Donc pour commencer ma soirée et pour les autres le 2e groupe c’est Bazaza je les avais déjà vu l’année dernière mais ils avaient une autre chanteuse et elle n’avait pas beaucoup de voix, tandis que leur nouvelle, sais se faire bien entendre.
Bazaza nous joue un morceau tout nouveau en exclu pour l’Escale Leave, ensuite je reconnais le morceau de la compil de l’année dernière la Cigogne qui en prime est un des rares morceaux en français du groupe. Leur musique est fluide agréable a écouter, j’ai passé un bon moment en les écoutant.
Puis arrive sur Scène les déjantés de Layne là on peut dire que la soirée part plus fort que la veille.

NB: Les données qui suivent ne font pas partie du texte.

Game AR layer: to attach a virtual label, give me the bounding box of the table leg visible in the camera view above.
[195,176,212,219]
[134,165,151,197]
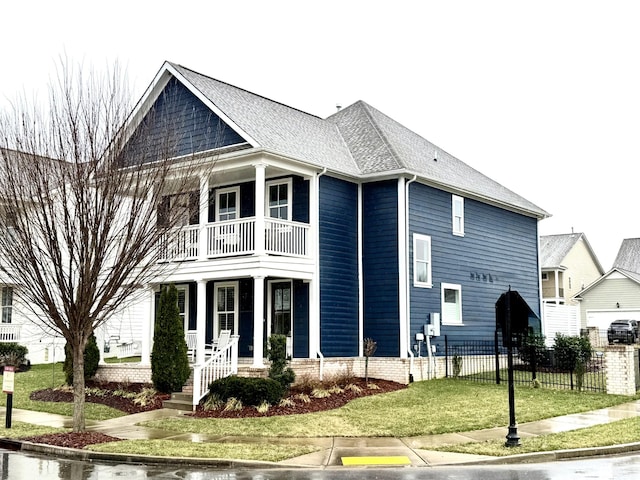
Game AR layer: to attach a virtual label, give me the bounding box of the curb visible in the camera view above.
[5,438,640,469]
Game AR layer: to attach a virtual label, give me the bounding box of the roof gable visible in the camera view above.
[126,78,247,161]
[613,238,640,274]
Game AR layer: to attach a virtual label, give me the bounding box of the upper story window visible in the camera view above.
[442,283,462,325]
[0,287,13,323]
[158,192,200,227]
[265,179,292,220]
[413,233,432,288]
[216,187,240,222]
[451,195,464,236]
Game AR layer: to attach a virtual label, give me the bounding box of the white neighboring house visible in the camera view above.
[574,238,640,342]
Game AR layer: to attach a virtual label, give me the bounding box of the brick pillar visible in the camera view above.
[605,345,638,395]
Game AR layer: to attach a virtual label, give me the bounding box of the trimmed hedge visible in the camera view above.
[209,375,286,406]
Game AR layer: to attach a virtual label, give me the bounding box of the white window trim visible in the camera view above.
[413,233,433,288]
[264,178,293,222]
[440,283,464,325]
[267,279,295,358]
[176,285,189,333]
[216,187,240,222]
[213,282,240,339]
[451,195,464,237]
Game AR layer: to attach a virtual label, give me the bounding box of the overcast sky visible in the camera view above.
[0,0,640,271]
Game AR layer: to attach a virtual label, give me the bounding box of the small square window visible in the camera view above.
[413,234,432,288]
[451,195,464,236]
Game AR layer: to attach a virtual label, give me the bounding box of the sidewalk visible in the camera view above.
[0,400,640,468]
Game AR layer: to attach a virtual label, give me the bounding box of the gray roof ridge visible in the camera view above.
[167,62,324,120]
[354,100,407,168]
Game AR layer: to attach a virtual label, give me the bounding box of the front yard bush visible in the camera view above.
[209,375,286,406]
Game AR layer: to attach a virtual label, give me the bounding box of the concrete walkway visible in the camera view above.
[0,400,640,468]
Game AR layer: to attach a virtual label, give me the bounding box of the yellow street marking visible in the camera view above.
[342,455,411,466]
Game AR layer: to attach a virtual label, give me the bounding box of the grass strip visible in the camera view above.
[143,379,635,437]
[435,417,640,457]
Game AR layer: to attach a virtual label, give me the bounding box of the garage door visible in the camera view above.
[587,309,640,330]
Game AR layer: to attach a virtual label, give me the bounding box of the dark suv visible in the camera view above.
[607,320,640,344]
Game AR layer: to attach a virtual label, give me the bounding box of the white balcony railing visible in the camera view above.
[160,225,200,261]
[0,323,20,343]
[160,217,309,261]
[265,218,309,257]
[207,218,256,257]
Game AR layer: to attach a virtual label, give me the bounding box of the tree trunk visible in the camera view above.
[72,342,86,432]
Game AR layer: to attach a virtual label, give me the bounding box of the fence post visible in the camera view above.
[444,335,449,378]
[493,330,500,385]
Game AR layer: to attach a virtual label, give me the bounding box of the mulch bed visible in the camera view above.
[23,378,407,449]
[29,382,171,415]
[193,378,407,418]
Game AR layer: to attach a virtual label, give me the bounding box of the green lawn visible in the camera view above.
[0,363,124,420]
[140,379,637,437]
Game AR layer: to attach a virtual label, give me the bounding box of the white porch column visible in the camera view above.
[254,163,267,255]
[198,175,209,259]
[398,177,409,358]
[251,274,264,368]
[140,288,156,365]
[196,280,207,365]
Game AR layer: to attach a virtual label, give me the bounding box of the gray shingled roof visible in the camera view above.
[169,64,549,217]
[540,233,582,268]
[613,238,640,274]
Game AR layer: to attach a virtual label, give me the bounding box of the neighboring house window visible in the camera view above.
[266,180,291,220]
[442,283,462,325]
[413,233,432,288]
[451,195,464,235]
[216,187,240,222]
[2,287,13,323]
[215,282,238,338]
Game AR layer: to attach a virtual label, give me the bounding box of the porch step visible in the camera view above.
[162,392,193,412]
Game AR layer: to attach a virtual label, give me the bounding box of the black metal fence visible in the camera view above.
[445,334,607,392]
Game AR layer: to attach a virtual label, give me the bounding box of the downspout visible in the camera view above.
[309,167,327,381]
[404,175,418,380]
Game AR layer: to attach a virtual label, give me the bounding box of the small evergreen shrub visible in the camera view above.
[151,285,191,393]
[209,375,286,406]
[0,342,29,367]
[267,335,296,391]
[553,333,593,372]
[62,333,100,385]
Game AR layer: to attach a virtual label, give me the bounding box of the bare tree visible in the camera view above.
[0,61,216,432]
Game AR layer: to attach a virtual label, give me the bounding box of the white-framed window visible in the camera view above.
[442,283,462,325]
[214,282,238,338]
[451,195,464,236]
[216,187,240,222]
[265,179,292,220]
[413,233,432,288]
[0,287,13,323]
[176,285,189,332]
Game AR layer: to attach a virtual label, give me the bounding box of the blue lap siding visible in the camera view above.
[362,180,400,357]
[409,183,540,348]
[127,79,246,161]
[319,176,358,357]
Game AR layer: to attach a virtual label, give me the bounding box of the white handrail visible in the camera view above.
[193,335,240,410]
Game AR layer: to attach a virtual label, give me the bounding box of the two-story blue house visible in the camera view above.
[99,63,547,398]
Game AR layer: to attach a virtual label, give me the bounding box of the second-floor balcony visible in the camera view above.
[160,217,309,262]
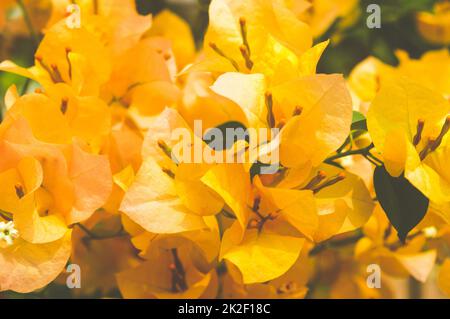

Layne est un trio de composition basique pour du rock mais très efficace. En les écoutant on sent bien leur influence type Nirvana, et autre groupe plutôt grunge, c’est violent mais quel plaisir, pour le morceau Back Home ça commence par un solo de basse puis ils enchainent. Mais rien que le début est terrible. C’est come pour Go avec un titre pareil je ne sais pas bien ou on va mais en tout cas on y va vite et fort.
Puis vient le tour de Monalisa qui m’a paru un peu moins péchu que l’année précédente, leur musique est bien mais il m’a manqué quelque chose, hélas, je ne sais pas de quoi cela venait, mais j’ai était beaucoup plus enchantée de les entendre l’année dernière que cette année, faudrait que je retourne les voir pour savoir si ça vient de moi, de la salle vide ou du groupe, qui pourtant n’a pas changé de composition.
Voilà c’est au tour du dernier groupe du festival de monter sur scène, quel dommage que le public ne soit pas plus patient, il valait tout aussi le coup de les attendre.
Basalte est un des seuls groupes qui chante en français, ce qui est vraiment à préciser car sur neufs groupes français un seul a chanté en français du début à la fin, c’est dommage, avec tout ce que l’on peut faire avec la langue française comme jeu de mot, ou effets, et que le public peut en prime comprendre.
Leur musique varie de rock un peu énergique comme Le Crépuscule des Dieux ou encore Je marche a des morceaux comme Oublier qui serait plus une chanson à texte accompagné par une guitare, donc très calme. Mais je me répète mais ce qui me plait le plus dans ce groupe c’est le courage qu’ils ont de chanter en français, et de part la même d’écrire des textes obligatoirement cohérent vu qu’on comprend ce qu’ils disent.
Pour finir, je tiens à remercier l’Escale et Mazout Prod, pour qu’il continue à prendre des initiatives de ce genre pour promouvoir notre scène rock, qui est de bon niveau et qui pourrait tourner en France et peut-être même plus loin grâce à ce genre de soirée.